Emeritus Professor Robert Bogner
Robert E. Bogner was born in Melbourne on 26 August 1934, graduated in 1956 from the University of Adelaide in Electrical Engineering and gained the Master of Engineering degree in 1959, while employed as a research engineer by the Postmaster General’s Research Laboratories, for work on speech signal processing.
In 1961 he joined the University of Queensland as a Lecturer in Electrical Engineering and developed their courses in electronics and telecommunication engineering. From 1967 to 1973 he was a Lecturer in Electrical Engineering at the Imperial College of Science and Technology, University of London. He was awarded the Ph.D. there in 1973 for research on signal processing of phase modulated signals, part of the work being done at Bell Telephone Laboratories, New Jersey.

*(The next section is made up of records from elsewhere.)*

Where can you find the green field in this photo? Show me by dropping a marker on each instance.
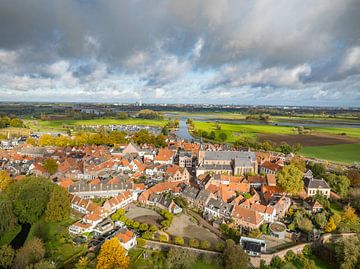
(345, 153)
(234, 131)
(61, 125)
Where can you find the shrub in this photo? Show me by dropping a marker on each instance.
(205, 244)
(194, 243)
(141, 242)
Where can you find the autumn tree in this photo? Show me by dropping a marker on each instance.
(112, 255)
(330, 225)
(290, 179)
(58, 207)
(82, 263)
(8, 219)
(5, 180)
(7, 254)
(180, 258)
(234, 256)
(50, 166)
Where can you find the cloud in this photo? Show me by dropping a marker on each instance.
(180, 51)
(351, 60)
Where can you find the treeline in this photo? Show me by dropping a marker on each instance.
(6, 121)
(103, 137)
(150, 114)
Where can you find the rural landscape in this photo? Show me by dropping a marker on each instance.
(180, 134)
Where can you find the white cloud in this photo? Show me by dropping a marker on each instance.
(351, 60)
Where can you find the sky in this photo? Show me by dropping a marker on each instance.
(265, 52)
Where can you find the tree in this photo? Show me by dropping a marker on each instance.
(58, 207)
(143, 227)
(339, 183)
(290, 179)
(50, 166)
(141, 242)
(299, 163)
(349, 214)
(194, 243)
(179, 258)
(30, 197)
(32, 252)
(112, 255)
(178, 240)
(330, 225)
(8, 219)
(318, 169)
(234, 256)
(5, 180)
(305, 224)
(7, 254)
(205, 244)
(222, 137)
(321, 219)
(347, 252)
(82, 263)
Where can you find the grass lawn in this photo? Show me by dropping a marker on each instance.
(234, 130)
(8, 236)
(345, 153)
(200, 264)
(335, 207)
(353, 132)
(61, 125)
(58, 243)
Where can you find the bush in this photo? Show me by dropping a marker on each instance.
(141, 242)
(194, 243)
(205, 244)
(163, 238)
(178, 240)
(219, 246)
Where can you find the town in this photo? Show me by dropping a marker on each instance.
(209, 199)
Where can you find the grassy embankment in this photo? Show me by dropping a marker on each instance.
(62, 125)
(345, 153)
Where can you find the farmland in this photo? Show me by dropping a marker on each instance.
(345, 153)
(62, 125)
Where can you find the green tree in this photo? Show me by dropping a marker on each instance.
(30, 197)
(222, 137)
(180, 258)
(178, 240)
(339, 183)
(194, 243)
(58, 207)
(347, 252)
(321, 219)
(50, 166)
(234, 256)
(82, 263)
(290, 179)
(318, 169)
(205, 244)
(8, 219)
(5, 180)
(7, 254)
(32, 252)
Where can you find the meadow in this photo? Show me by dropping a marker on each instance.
(345, 153)
(62, 125)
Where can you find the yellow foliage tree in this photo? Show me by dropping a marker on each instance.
(349, 214)
(5, 180)
(330, 226)
(112, 255)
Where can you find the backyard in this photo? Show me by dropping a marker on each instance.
(187, 227)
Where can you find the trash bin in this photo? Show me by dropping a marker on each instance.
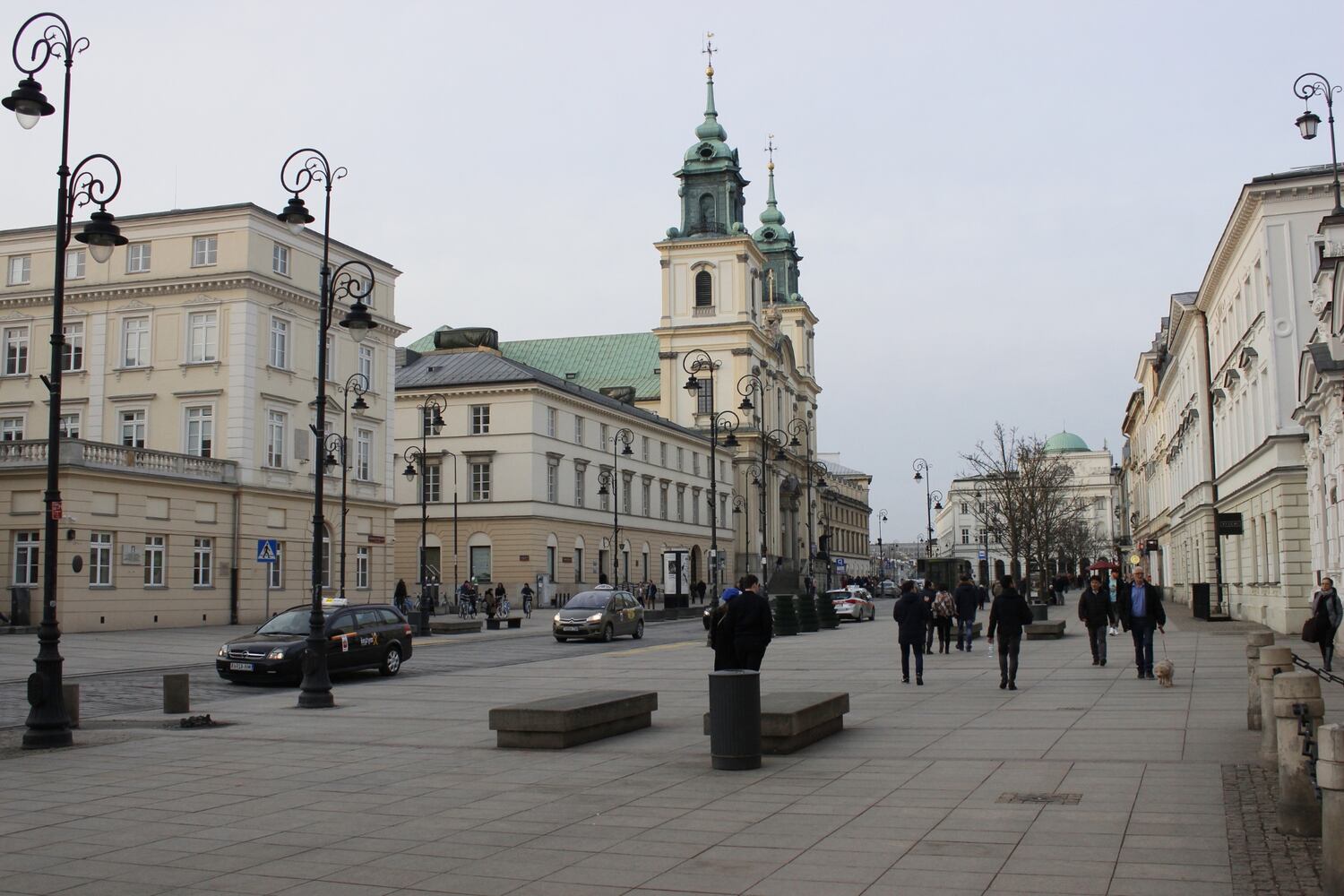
(736, 719)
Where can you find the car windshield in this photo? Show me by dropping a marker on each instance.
(288, 622)
(589, 600)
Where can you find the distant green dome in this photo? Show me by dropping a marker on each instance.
(1064, 443)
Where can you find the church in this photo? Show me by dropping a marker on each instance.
(731, 359)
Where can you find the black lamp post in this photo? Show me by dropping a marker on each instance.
(357, 384)
(301, 171)
(1314, 85)
(417, 457)
(607, 485)
(48, 723)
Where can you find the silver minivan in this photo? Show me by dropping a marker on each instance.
(601, 613)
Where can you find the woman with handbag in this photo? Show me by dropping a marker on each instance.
(1327, 616)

In 1973 he was appointed Professor of Electrical Engineering in the University of Adelaide. He was Head of Department from 1973 to 1979, and Dean of the Faculty of Engineering in 1976 and 1977, and in 1981 and 1982. He was founder member and first co-ordinator of the Adelaide Consortium for Telecommunication Studies in 1987, and a founder member of the Cooperative Research Centre for Sensor Signal and Information Processing (CSSIP) in 1992. He is a Fellow of the Institution of Electrical Engineers, a Senior Member of the Institute of Electrical and Electronics Engineers, a Life Member of the Indian Science Congress Association. He was General Chair of the International Conference on Speech, Acoustics and Signal Processing in Adelaide in 1994 and a director of the IEEE Signal Processing Society and Chair of this Society’s Standing Sub-committee on Education.
He has authored or co-authored about 140 technical papers including one book, and has supervised some 30 higher degree students. Professor Bogner’s major technical field is communication engineering and he has contributed to this in signal processing, electroacoustics, speech communication, pattern recognition,
human factors, and microwave modeling. Current efforts are primarily directed toward sensor signal processing with reference to radar track association, data fusion and visual sensing.
Principles of neural networks, artificial and real, are contributing strongly to the formation of new concepts in this context. A continuing interest is in energy conversion, with expression in unusual electrical machines.
He ceased employment and took formal retirement on 10 May 2001.
Signal processing, pattern recognition including adaptive pattern recognition, prediction and modeling for communication, industrial and diagnostic applications. Forensic and legal work on hearing injuries, electrocution and product design.
Technology, art blacksmithing, building, psychology, public speaking, cooking and legal issues for retirees.